'Pride and Glory" is a New York City cop movie about police venality, but it also might become the first Iraq war-inspired feature to make a dent at the box office and win mainstream awards.
How does a story based in the Upper Manhattan neighborhood Washington Heights resonate with the atrocities at Abu Ghraib? Credit the collaboration between a gutsy writer-director, Gavin O'Connor ("Tumbleweeds," "Miracle"), with family roots in the New York Police Department, and his audacious star, Edward Norton.
Over the phone from a getaway spot in Ontario, Norton recalled telling O'Connor, "I have to ask the question, what's going to make it worthwhile for me to make a very good example of another cop-corruption movie?"
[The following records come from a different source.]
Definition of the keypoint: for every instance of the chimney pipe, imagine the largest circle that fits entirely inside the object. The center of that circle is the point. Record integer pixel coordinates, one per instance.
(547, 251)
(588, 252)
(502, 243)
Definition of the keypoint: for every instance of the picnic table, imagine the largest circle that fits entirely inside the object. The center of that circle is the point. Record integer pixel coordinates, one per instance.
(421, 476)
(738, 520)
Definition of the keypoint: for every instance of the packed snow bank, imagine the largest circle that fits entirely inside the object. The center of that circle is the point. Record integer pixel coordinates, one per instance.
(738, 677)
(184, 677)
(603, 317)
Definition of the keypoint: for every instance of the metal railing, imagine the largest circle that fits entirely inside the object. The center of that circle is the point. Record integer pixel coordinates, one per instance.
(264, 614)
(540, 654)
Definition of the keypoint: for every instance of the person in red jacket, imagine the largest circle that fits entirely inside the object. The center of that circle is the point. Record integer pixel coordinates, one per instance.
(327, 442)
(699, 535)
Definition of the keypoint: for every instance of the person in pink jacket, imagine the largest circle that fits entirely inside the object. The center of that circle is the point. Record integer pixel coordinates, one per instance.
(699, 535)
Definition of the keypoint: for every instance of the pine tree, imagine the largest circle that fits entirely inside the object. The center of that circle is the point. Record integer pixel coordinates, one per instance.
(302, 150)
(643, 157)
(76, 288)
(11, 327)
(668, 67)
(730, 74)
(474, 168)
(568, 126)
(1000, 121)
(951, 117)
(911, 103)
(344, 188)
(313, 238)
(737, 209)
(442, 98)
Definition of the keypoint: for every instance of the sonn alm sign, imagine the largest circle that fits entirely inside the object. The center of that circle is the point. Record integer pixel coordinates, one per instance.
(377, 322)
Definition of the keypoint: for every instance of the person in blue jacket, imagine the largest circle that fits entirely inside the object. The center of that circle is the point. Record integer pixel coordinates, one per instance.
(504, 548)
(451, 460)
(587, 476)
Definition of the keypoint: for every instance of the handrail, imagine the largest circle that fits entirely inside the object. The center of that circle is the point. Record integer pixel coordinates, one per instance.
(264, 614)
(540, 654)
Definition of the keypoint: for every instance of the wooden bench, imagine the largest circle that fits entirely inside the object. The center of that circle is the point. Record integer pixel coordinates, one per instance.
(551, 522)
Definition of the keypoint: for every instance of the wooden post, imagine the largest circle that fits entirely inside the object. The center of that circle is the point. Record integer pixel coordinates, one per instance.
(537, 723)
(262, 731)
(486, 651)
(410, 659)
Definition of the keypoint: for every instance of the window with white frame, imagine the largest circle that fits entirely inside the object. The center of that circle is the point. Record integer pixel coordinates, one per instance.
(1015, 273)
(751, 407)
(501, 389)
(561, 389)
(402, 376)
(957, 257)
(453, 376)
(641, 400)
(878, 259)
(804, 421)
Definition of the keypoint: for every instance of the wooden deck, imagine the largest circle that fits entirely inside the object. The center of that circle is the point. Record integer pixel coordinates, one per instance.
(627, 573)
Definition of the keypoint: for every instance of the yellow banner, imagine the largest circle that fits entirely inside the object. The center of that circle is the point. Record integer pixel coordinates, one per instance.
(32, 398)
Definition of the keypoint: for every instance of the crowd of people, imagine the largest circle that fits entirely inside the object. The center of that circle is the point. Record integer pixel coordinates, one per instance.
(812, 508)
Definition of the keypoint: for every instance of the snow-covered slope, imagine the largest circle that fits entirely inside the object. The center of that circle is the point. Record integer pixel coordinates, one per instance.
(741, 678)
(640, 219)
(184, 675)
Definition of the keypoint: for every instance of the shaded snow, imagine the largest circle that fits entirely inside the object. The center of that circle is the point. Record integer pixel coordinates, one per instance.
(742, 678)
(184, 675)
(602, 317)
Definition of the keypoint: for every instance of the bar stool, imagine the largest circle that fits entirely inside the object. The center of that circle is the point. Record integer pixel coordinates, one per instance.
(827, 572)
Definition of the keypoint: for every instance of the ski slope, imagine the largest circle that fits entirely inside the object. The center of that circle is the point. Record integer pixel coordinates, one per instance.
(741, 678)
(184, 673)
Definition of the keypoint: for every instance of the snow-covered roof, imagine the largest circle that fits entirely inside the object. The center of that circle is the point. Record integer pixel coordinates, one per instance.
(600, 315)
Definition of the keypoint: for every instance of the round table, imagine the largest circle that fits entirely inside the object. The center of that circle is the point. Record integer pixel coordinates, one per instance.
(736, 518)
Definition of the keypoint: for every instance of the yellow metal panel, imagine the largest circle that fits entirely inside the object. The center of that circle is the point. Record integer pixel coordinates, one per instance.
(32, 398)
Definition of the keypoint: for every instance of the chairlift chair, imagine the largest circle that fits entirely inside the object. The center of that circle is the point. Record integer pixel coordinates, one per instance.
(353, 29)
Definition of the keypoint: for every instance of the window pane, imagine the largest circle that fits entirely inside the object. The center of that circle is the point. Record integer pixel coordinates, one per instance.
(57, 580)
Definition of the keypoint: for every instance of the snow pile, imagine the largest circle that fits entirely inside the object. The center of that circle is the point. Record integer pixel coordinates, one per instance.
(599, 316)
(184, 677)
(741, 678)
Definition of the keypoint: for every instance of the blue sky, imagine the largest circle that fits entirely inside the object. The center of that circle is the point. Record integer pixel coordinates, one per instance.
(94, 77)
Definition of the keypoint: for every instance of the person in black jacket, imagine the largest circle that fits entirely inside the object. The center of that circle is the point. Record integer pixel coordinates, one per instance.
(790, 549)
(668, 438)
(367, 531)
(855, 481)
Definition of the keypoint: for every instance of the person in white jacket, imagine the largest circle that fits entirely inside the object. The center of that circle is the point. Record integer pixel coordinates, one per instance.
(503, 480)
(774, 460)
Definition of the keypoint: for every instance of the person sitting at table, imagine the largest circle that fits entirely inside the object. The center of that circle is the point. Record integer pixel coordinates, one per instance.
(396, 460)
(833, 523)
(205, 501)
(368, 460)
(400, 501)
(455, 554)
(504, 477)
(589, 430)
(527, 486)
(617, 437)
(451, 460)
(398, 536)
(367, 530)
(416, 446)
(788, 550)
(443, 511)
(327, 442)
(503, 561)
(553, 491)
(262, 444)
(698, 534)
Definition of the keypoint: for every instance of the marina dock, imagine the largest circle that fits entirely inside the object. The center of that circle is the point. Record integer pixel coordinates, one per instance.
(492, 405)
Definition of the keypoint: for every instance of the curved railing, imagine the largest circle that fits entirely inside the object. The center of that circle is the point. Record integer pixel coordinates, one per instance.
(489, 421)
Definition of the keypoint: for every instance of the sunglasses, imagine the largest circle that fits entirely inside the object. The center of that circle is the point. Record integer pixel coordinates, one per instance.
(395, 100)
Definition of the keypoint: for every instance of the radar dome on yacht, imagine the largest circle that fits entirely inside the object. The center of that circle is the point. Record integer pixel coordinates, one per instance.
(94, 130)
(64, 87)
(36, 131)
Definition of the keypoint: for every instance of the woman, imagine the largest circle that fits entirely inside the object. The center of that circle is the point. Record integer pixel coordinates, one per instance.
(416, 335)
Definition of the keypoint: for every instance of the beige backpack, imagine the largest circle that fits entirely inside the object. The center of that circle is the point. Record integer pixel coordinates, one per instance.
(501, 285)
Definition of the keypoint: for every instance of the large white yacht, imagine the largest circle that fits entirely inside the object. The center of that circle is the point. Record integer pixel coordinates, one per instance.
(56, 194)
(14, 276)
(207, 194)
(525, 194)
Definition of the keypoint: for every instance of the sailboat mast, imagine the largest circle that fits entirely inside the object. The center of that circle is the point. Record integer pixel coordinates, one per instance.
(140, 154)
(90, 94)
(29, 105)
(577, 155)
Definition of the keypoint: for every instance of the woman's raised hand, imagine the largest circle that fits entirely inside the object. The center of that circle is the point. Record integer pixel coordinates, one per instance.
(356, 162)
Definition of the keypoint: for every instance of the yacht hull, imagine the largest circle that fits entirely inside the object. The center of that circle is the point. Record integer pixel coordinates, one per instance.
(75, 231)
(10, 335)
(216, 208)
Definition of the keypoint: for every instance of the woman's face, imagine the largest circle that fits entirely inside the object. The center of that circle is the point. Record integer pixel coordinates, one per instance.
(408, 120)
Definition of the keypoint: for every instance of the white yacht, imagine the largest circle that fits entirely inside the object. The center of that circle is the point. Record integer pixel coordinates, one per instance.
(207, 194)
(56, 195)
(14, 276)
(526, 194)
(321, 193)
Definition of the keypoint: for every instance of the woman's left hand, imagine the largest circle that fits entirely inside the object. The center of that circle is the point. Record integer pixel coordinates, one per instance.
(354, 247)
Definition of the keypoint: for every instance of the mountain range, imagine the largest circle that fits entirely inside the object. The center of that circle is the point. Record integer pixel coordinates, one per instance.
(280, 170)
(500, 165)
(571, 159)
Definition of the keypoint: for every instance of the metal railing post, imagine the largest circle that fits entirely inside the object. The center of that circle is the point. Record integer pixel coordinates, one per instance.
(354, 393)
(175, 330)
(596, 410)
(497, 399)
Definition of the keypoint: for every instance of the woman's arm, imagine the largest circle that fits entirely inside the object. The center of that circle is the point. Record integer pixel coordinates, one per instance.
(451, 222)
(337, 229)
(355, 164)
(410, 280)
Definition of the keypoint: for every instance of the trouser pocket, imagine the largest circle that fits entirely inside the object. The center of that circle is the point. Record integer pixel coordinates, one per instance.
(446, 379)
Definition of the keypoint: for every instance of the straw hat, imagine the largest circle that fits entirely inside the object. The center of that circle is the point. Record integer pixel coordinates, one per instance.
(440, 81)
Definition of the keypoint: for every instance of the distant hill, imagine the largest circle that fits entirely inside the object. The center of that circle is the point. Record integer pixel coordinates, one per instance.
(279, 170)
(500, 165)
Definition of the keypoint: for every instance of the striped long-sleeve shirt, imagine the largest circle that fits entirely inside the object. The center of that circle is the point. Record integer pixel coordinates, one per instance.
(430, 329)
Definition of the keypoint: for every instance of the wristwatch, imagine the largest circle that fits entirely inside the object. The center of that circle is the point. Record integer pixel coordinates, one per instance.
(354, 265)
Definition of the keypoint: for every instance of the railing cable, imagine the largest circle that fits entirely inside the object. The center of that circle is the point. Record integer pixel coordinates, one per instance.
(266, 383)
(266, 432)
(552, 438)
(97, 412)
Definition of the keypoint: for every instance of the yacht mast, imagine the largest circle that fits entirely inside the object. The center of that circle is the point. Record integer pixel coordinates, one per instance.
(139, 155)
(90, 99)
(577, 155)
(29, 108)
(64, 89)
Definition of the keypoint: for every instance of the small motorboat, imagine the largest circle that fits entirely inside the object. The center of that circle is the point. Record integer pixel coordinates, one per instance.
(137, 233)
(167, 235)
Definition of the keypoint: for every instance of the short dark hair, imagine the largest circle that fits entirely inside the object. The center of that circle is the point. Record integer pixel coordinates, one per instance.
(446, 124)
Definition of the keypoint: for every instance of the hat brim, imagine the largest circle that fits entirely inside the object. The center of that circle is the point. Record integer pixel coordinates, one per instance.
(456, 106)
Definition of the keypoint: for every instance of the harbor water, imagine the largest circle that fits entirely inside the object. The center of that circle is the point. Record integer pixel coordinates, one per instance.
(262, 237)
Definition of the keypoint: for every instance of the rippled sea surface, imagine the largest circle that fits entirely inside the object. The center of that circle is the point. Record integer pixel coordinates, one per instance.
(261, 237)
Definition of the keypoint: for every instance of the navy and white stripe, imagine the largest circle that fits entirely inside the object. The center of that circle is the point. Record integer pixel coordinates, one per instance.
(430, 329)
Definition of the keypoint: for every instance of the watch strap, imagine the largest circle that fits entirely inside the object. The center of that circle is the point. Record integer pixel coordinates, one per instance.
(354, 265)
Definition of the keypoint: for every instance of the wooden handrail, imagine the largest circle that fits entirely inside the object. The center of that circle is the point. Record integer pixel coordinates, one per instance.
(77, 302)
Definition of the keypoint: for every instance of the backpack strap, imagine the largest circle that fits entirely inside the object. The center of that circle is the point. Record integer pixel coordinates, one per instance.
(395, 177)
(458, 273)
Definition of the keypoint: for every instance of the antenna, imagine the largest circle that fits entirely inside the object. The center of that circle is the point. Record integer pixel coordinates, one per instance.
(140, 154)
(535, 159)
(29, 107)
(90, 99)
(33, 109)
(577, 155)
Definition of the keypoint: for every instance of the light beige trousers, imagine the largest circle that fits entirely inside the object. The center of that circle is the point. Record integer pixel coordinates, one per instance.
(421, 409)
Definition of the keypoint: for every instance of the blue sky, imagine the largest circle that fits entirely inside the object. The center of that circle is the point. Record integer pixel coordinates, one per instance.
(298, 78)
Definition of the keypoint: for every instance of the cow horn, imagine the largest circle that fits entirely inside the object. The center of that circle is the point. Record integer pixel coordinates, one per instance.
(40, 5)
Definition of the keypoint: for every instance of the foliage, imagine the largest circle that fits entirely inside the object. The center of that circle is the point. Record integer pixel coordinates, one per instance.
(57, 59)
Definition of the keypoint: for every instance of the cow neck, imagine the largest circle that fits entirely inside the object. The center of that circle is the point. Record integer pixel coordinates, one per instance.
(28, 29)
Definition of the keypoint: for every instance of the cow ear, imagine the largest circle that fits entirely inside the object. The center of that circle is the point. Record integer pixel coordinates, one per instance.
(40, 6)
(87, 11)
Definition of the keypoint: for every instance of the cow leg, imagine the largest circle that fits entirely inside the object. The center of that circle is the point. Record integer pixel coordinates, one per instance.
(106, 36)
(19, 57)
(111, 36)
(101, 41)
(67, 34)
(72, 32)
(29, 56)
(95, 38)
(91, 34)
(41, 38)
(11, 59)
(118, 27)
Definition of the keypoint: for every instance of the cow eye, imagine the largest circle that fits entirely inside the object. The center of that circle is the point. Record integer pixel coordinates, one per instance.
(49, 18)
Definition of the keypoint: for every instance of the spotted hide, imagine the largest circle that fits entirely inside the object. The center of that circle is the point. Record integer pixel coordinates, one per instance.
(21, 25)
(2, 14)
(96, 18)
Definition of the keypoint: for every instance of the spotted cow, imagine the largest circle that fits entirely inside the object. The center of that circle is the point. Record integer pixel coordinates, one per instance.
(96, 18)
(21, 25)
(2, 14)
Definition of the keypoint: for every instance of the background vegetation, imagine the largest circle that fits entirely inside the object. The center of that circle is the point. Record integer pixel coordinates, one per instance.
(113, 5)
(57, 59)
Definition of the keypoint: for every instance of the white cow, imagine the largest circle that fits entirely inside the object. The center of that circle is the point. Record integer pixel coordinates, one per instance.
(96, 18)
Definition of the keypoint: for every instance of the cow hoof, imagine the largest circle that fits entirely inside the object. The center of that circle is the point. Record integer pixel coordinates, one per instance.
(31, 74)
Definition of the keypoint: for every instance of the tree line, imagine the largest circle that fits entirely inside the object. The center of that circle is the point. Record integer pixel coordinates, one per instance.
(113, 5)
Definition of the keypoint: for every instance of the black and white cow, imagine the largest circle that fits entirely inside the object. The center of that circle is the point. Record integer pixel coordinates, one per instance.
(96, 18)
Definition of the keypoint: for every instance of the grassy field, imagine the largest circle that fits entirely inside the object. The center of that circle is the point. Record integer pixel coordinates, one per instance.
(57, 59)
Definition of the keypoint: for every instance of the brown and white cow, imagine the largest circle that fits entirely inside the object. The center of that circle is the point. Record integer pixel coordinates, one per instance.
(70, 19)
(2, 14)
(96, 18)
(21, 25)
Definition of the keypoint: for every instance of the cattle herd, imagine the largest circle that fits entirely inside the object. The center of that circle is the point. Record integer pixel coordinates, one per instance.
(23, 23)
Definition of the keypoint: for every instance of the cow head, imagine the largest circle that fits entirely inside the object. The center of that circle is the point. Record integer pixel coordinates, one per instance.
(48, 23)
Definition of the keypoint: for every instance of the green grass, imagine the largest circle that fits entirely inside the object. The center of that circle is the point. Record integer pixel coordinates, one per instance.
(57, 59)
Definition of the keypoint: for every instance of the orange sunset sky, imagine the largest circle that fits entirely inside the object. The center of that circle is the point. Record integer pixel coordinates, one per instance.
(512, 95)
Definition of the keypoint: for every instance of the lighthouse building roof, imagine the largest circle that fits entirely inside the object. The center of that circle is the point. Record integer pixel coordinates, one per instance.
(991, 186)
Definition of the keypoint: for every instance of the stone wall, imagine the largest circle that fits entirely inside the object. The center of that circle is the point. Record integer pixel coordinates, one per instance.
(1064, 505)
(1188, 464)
Then the Abu Ghraib scandal broke.
"We started saying to each other that the institutional lying at the center of 'Pride and Glory' mirrored the crucible the country was going through. What's so fascinating to me about Abu Ghraib or Guantanamo or any flash point is that somewhere around it there is a person who surely has deep feelings of loyalty to his fellow soldiers, his unit, his army, his country.
"Yet he reaches a moment where he says, 'I'm going to distribute a disc with the pictures because they show a corruption of the things we're supposed to be standing for.' For an actor, that's an incredibly interesting tension."
The movie, which opens Friday, was personal for O'Connor, who called last month from Pittsburgh, where he's preparing his new picture ("Warriors," set in the world of mixed martial arts).
"My dad retired from the NYPD as a detective sergeant," he said. "My uncle was a cop; my mother's father was a cop. There are a lot of things we got right in the script, including having cops talk as cops talk.